“It ain’t what you don’t know that gets you into trouble. It’s what you know for sure that just ain’t so.” - Mark Twain
If I'm producing a new blog entry, it's probably a safe bet that capital markets are uneasy. Admittedly, I am more prone to publish when I get the sense that clients and followers would benefit from some insight by an increasingly aged veteran of past market turmoil. The hair may be graying, but I'll take solace that I still have some left.
As I often reference, my framework for allocating capital includes standing on the shoulders of research providers who specialize. One of my favorites, Darius Dale of 42 Macro, systematically tracks the six key macro cycles that influence the momentum and dispersion within and across asset markets, on a trend basis: Growth, Inflation, Monetary Policy, Fiscal Policy, Liquidity, and Positioning.
In "normal" market environments, the trending nature of these six macro cycles informs decision-making as we continually attempt to put the odds in our favor. However, in the current Oil Shock environment in which we find ourselves, where the Gulf Cooperation Countries (GCC) have their main source of funding impeded by the chokepoint that is the Strait of Hormuz, the markets have become a one-variable machine: Oil Up = Rates Up = Stocks & Bonds Down.
Typically, we would welcome a short-term correction from news headlines, as those are usually buying opportunities.

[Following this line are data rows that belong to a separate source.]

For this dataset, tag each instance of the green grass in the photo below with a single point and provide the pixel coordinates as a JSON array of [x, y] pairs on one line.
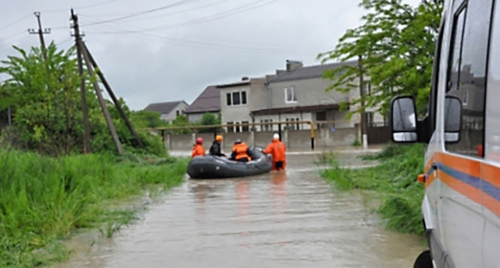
[[393, 182], [44, 200]]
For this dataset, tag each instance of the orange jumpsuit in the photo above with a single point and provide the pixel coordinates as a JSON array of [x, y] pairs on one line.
[[240, 152], [198, 150], [277, 150]]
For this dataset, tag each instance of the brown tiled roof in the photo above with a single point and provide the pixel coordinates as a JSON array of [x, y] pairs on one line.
[[163, 107], [207, 101], [295, 109]]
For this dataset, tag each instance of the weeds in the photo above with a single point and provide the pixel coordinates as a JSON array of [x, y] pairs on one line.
[[44, 200]]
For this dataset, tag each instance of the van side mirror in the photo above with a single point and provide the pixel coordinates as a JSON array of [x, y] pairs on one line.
[[452, 118], [403, 119]]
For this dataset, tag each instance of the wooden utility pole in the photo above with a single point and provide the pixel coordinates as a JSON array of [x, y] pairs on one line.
[[85, 110], [40, 33], [112, 95], [102, 103], [361, 95]]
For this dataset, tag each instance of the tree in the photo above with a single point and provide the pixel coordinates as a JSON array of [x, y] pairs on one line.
[[45, 99], [395, 49]]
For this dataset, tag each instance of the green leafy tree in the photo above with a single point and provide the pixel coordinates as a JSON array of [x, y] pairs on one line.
[[395, 49], [43, 99], [44, 96]]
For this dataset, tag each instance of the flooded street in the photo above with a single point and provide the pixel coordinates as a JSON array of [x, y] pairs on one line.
[[291, 219]]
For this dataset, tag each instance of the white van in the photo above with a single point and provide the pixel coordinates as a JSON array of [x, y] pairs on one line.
[[461, 207]]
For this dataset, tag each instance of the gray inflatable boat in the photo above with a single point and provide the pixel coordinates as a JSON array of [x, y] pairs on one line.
[[210, 166]]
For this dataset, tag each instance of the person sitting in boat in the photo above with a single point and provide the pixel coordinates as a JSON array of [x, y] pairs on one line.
[[277, 150], [198, 149], [215, 148], [240, 152]]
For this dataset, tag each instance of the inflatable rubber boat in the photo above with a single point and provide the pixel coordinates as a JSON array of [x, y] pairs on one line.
[[210, 166]]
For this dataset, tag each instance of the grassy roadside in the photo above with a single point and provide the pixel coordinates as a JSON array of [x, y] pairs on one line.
[[44, 200], [393, 182]]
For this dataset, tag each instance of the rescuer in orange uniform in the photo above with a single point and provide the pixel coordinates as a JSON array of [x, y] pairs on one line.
[[198, 148], [240, 152], [277, 150]]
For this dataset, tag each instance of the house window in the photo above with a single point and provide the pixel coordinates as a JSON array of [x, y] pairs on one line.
[[290, 95], [236, 98], [230, 127]]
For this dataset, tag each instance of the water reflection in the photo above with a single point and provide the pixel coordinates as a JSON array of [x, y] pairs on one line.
[[279, 219]]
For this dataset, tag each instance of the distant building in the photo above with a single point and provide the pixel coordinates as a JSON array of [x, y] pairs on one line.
[[207, 102], [168, 110]]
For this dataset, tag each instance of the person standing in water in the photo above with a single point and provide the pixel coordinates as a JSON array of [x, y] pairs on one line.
[[277, 149], [215, 149], [198, 149]]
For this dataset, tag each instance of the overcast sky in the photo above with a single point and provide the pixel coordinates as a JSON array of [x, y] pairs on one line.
[[168, 50]]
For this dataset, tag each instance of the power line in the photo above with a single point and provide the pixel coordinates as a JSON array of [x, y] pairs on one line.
[[167, 14], [212, 17], [81, 7], [140, 13], [14, 22]]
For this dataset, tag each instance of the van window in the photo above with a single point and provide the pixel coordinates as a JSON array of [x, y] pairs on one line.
[[467, 72]]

But, for now, I'll lean on Dale's take from Thursday afternoon: "None of these themes matter much as long as the current global liquidity crisis persists. ...Investors should continue to beware of temporary reprieves in this conflict because the left tail of the distribution of probable outcomes has yet to be seriously entertained by equity and credit markets."
That left tail Darius refers to is basic Statistics; the bell curve and the portion of any sample that skews to the negative. Our job as risk managers is to attempt to cut off the far left of that bell curve. In short, we play defense when the conditions warrant.
From a Positioning standpoint (one of the six macro cycles), investors came into the year as lopsidedly bullish as they've ever been over the last four decades. The majority seemed to know that the positive economic conditions (slowing inflation, solid jobs numbers, Fed policy pivoting dovish, etc.) would persist and provide for another banner year in Risk Assets.
Enter a liquidity crisis where sovereign nations in the Gulf region, with massive reserves of Gold, Bonds and Stocks, would see their cash flow constricted in short order with the closing of the Strait of Hormuz. These countries rely on the continuous flow of their oil to foreign markets to fund their societies. Shut that down and they have no choice but to start selling those reserves. This explains why Gold, a typically reliable safe haven in times of war, has been selling off since the Iran conflict began earlier this month.
I'm no war prognosticator, but seeding control of global energy markets to the world's largest state sponsor of terrorism is never going to be acceptable to the G-20 nations and the GCC. At the same time, the adversary here has one important facet to their leadership that cannot be underestimated: religious fanaticism. The concept of martyrdom in the Shia denomination is paramount, and Iran is still run by the most extreme wing of this sect. That equation sounds a lot like an unstoppable force colliding with an immovable object.
In the absence of confidence that this conflict wraps up in short order, combined with the knowledge that storage of oil in the Gulf has run out (forcing the capping of wells that cannot easily be restarted), I am prone to further reduce Risk.
Additionally, today's S&P 500 open violated the bottom of the support range in place for the last 6+ months.
Client portfolios have already had their Equity exposure reduced by approximately 15% since the start of 2026. My intent is to reduce this further because we can always buy it back...and we will when the Strait reopens in earnest.
Questions? Give me a ring. You know I'm always happy to get into the weeds.
Best regards,
Sean
All information contained herein is derived from sources deemed to be reliable but cannot be guaranteed. All economic and performance data is historical and not indicative of future results. All views/opinions expressed in this article are solely those of the author and do not reflect the views/opinions held by Advisory Services Network, LLC.
Standard & Poor’s 500 (S&P 500) is an unmanaged group of securities considered to be representative of the stock market in general. Indexes are unmanaged and do not incur management fees, costs, or expenses. It is not possible to invest directly in an index.